Я топнул ногой, чтобы отпугнуть крыс, и потащил на себя палку. Она вышла из дырки очень легко – эти проклятые пасюки, оказывается, уже обгрызли её конец. Я снова заточил его ножом и забил молотком ещё глубже. И что выдумаете: только улёгся спать, крысы вновь принялись за свою работу. Сообразив, что сегодня я вряд ли их одолею, решил пока сделать вид, что капитулировал: выдернул кляп из норы и пропихнул в неё всё, что крысы выволокли из мусорного ведра, и ещё кое-что добавил от себя. И услышал, как они там, под полом, радостно завозились и с топотом утаскивали куда-то в глубь изрешеченного их ходами дома честно добытую в неравной схватке с человеком провизию.

А назавтра я положил конец этой экспансии, заколотив нору не только затычкой, но ещё и пробив её сверху куском фанеры.
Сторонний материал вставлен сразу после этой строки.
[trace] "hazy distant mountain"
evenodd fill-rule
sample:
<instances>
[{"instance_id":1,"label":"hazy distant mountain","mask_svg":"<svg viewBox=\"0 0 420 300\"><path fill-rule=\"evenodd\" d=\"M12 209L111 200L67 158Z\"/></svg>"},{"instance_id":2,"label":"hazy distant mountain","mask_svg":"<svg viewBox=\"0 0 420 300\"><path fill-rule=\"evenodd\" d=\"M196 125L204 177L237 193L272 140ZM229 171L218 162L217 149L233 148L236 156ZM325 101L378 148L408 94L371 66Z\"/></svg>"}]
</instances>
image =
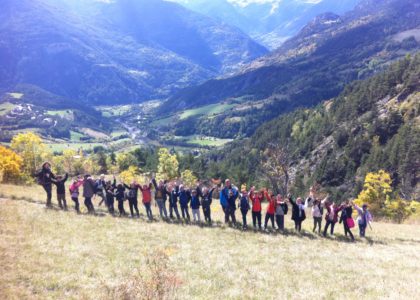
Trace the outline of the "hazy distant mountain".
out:
<instances>
[{"instance_id":1,"label":"hazy distant mountain","mask_svg":"<svg viewBox=\"0 0 420 300\"><path fill-rule=\"evenodd\" d=\"M351 10L359 0L170 0L241 28L275 49L315 16Z\"/></svg>"},{"instance_id":2,"label":"hazy distant mountain","mask_svg":"<svg viewBox=\"0 0 420 300\"><path fill-rule=\"evenodd\" d=\"M164 97L267 53L239 29L161 0L0 0L0 89L91 103Z\"/></svg>"},{"instance_id":3,"label":"hazy distant mountain","mask_svg":"<svg viewBox=\"0 0 420 300\"><path fill-rule=\"evenodd\" d=\"M190 120L194 126L185 128L188 134L219 137L252 134L282 113L335 97L346 83L367 78L393 60L419 51L419 15L417 0L366 0L344 16L322 14L240 74L186 88L162 110L239 102L236 110Z\"/></svg>"}]
</instances>

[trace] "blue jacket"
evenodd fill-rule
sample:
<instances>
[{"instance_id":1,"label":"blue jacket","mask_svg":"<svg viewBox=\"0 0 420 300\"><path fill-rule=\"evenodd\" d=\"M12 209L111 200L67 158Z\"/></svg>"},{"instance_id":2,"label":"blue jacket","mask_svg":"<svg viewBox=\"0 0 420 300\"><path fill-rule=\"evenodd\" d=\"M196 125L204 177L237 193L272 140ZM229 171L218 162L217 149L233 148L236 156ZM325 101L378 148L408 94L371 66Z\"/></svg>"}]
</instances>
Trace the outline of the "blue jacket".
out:
<instances>
[{"instance_id":1,"label":"blue jacket","mask_svg":"<svg viewBox=\"0 0 420 300\"><path fill-rule=\"evenodd\" d=\"M191 194L189 191L183 190L179 192L179 204L181 207L188 207L188 202L191 200Z\"/></svg>"},{"instance_id":2,"label":"blue jacket","mask_svg":"<svg viewBox=\"0 0 420 300\"><path fill-rule=\"evenodd\" d=\"M198 196L191 197L191 208L199 209L200 208L200 198Z\"/></svg>"}]
</instances>

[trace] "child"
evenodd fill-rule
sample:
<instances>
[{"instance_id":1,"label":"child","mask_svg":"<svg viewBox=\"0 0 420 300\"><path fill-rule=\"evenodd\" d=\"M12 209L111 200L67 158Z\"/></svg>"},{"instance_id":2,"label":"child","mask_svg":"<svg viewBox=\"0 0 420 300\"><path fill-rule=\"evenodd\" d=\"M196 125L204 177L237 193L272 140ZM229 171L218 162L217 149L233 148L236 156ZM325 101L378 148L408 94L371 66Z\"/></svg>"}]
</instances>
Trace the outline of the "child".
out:
<instances>
[{"instance_id":1,"label":"child","mask_svg":"<svg viewBox=\"0 0 420 300\"><path fill-rule=\"evenodd\" d=\"M252 224L254 229L258 228L261 230L261 202L264 200L264 192L255 192L255 186L253 186L249 192L249 199L252 202Z\"/></svg>"},{"instance_id":2,"label":"child","mask_svg":"<svg viewBox=\"0 0 420 300\"><path fill-rule=\"evenodd\" d=\"M334 226L338 221L338 213L344 208L344 206L337 206L334 202L329 204L330 201L327 198L325 207L327 208L327 214L325 215L325 227L324 227L324 236L327 236L328 226L331 225L331 235L334 234Z\"/></svg>"},{"instance_id":3,"label":"child","mask_svg":"<svg viewBox=\"0 0 420 300\"><path fill-rule=\"evenodd\" d=\"M78 177L77 179L73 180L73 183L70 185L70 195L71 200L74 202L74 209L79 214L80 208L79 208L79 187L83 184L83 179Z\"/></svg>"},{"instance_id":4,"label":"child","mask_svg":"<svg viewBox=\"0 0 420 300\"><path fill-rule=\"evenodd\" d=\"M200 222L200 197L197 190L191 192L191 210L193 212L194 222Z\"/></svg>"},{"instance_id":5,"label":"child","mask_svg":"<svg viewBox=\"0 0 420 300\"><path fill-rule=\"evenodd\" d=\"M238 192L234 191L233 189L230 189L228 191L228 197L227 197L225 223L230 223L230 220L232 220L233 225L236 225L236 217L235 217L236 198L238 198Z\"/></svg>"},{"instance_id":6,"label":"child","mask_svg":"<svg viewBox=\"0 0 420 300\"><path fill-rule=\"evenodd\" d=\"M65 183L69 175L57 176L55 179L52 179L52 182L57 186L57 201L58 206L61 209L67 210L67 202L66 202L66 186Z\"/></svg>"},{"instance_id":7,"label":"child","mask_svg":"<svg viewBox=\"0 0 420 300\"><path fill-rule=\"evenodd\" d=\"M115 198L115 188L116 188L116 180L114 176L114 182L107 181L105 184L105 198L106 198L106 206L108 207L108 212L111 215L114 215L114 198Z\"/></svg>"},{"instance_id":8,"label":"child","mask_svg":"<svg viewBox=\"0 0 420 300\"><path fill-rule=\"evenodd\" d=\"M146 208L146 214L149 220L153 220L152 214L152 183L150 182L149 185L144 184L143 186L139 185L139 189L143 196L143 205Z\"/></svg>"},{"instance_id":9,"label":"child","mask_svg":"<svg viewBox=\"0 0 420 300\"><path fill-rule=\"evenodd\" d=\"M371 213L368 211L367 204L363 204L362 208L354 204L354 208L357 210L359 216L357 217L357 223L359 224L359 235L365 237L366 227L373 221Z\"/></svg>"},{"instance_id":10,"label":"child","mask_svg":"<svg viewBox=\"0 0 420 300\"><path fill-rule=\"evenodd\" d=\"M304 205L300 197L295 202L290 194L288 198L290 204L292 204L292 220L295 222L295 230L300 232L302 230L302 222L306 219L305 207L308 203L306 202L306 205Z\"/></svg>"},{"instance_id":11,"label":"child","mask_svg":"<svg viewBox=\"0 0 420 300\"><path fill-rule=\"evenodd\" d=\"M274 230L274 213L276 206L276 197L274 196L274 194L271 194L270 196L267 190L264 191L264 195L268 201L267 211L265 213L264 230L267 230L268 220L271 220L271 227Z\"/></svg>"},{"instance_id":12,"label":"child","mask_svg":"<svg viewBox=\"0 0 420 300\"><path fill-rule=\"evenodd\" d=\"M201 195L201 207L203 208L204 219L207 223L211 224L211 203L213 202L213 187L210 191L207 187L203 188Z\"/></svg>"},{"instance_id":13,"label":"child","mask_svg":"<svg viewBox=\"0 0 420 300\"><path fill-rule=\"evenodd\" d=\"M284 230L284 215L287 214L287 204L282 200L281 195L276 197L275 216L278 230Z\"/></svg>"},{"instance_id":14,"label":"child","mask_svg":"<svg viewBox=\"0 0 420 300\"><path fill-rule=\"evenodd\" d=\"M181 214L182 218L187 221L190 221L190 214L188 213L188 203L191 200L191 193L188 190L185 190L184 185L179 186L179 204L181 205Z\"/></svg>"},{"instance_id":15,"label":"child","mask_svg":"<svg viewBox=\"0 0 420 300\"><path fill-rule=\"evenodd\" d=\"M125 187L122 183L117 185L117 190L115 191L115 199L118 201L118 211L120 212L120 217L125 216L124 209L124 200L125 200Z\"/></svg>"},{"instance_id":16,"label":"child","mask_svg":"<svg viewBox=\"0 0 420 300\"><path fill-rule=\"evenodd\" d=\"M246 224L246 215L248 214L248 210L250 209L249 198L246 189L242 189L241 200L239 201L239 208L241 209L242 214L242 229L245 230L248 228L248 225Z\"/></svg>"}]
</instances>

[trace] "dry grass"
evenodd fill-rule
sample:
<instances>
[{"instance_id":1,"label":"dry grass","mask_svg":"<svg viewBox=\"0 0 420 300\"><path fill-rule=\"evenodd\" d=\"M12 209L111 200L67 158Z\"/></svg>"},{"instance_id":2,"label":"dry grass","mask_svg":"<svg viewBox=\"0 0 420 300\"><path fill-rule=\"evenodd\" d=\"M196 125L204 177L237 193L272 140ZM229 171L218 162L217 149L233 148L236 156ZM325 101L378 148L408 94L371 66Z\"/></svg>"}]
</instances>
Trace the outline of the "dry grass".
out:
<instances>
[{"instance_id":1,"label":"dry grass","mask_svg":"<svg viewBox=\"0 0 420 300\"><path fill-rule=\"evenodd\" d=\"M418 298L418 225L375 223L347 243L341 226L309 233L310 220L300 235L150 223L46 210L40 187L0 188L27 198L0 200L1 299Z\"/></svg>"}]
</instances>

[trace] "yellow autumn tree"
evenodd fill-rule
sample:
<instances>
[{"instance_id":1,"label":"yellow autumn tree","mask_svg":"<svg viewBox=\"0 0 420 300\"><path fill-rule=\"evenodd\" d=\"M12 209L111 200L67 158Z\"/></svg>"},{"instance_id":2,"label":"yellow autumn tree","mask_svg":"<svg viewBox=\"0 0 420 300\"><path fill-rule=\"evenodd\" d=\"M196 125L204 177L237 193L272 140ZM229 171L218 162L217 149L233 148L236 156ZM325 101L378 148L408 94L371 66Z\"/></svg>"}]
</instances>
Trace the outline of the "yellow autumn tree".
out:
<instances>
[{"instance_id":1,"label":"yellow autumn tree","mask_svg":"<svg viewBox=\"0 0 420 300\"><path fill-rule=\"evenodd\" d=\"M368 173L355 202L358 205L366 203L373 213L384 214L386 204L391 201L391 182L391 176L384 170Z\"/></svg>"},{"instance_id":2,"label":"yellow autumn tree","mask_svg":"<svg viewBox=\"0 0 420 300\"><path fill-rule=\"evenodd\" d=\"M19 133L12 139L11 148L23 159L23 172L33 175L50 153L40 136L33 132Z\"/></svg>"},{"instance_id":3,"label":"yellow autumn tree","mask_svg":"<svg viewBox=\"0 0 420 300\"><path fill-rule=\"evenodd\" d=\"M178 177L179 163L175 154L170 154L168 149L161 148L158 152L158 179L172 180Z\"/></svg>"},{"instance_id":4,"label":"yellow autumn tree","mask_svg":"<svg viewBox=\"0 0 420 300\"><path fill-rule=\"evenodd\" d=\"M181 180L182 183L188 188L194 187L197 183L197 177L195 177L194 173L188 169L181 173Z\"/></svg>"},{"instance_id":5,"label":"yellow autumn tree","mask_svg":"<svg viewBox=\"0 0 420 300\"><path fill-rule=\"evenodd\" d=\"M16 182L21 177L23 159L12 150L0 146L0 181Z\"/></svg>"}]
</instances>

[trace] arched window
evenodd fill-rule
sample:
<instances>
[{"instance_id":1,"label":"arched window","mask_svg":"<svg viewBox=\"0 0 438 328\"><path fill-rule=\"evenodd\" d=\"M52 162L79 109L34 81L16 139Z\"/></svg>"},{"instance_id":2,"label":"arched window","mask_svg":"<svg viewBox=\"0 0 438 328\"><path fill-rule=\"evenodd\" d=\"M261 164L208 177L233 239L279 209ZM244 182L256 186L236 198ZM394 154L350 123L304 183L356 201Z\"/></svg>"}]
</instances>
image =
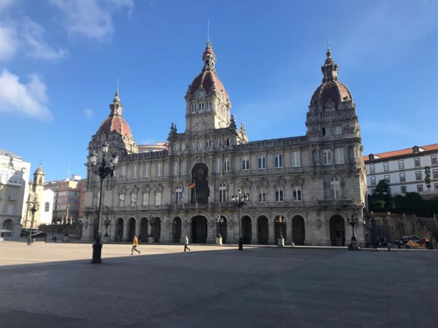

Пусть это было некрасиво, но зато надёжно: больше крысы так и не смогли проникнуть в нашу квартиру, как ни пытались прогрызться в неё из этого, а затем и разных других мест. А через полгода мы уже получили постоянное жильё, с ордером на него!

РЯДОМ С ВЕЧНОЙ МЕРЗЛОТОЙ

Это была однокомнатная квартирка в старом двухподъездном деревянном доме по улице Школьной. Всё то же, как и в предыдущем жилье: из благ цивилизации – только центральное отопление. Вода привозная, общий туалет на улице, встроенный в здание уже упомянутого септика. Первоначально он был с отоплением, но батареи (вернее, регистры из труб) быстро переморозились, и теперь температура в отхожем месте была такая же, как и на улице.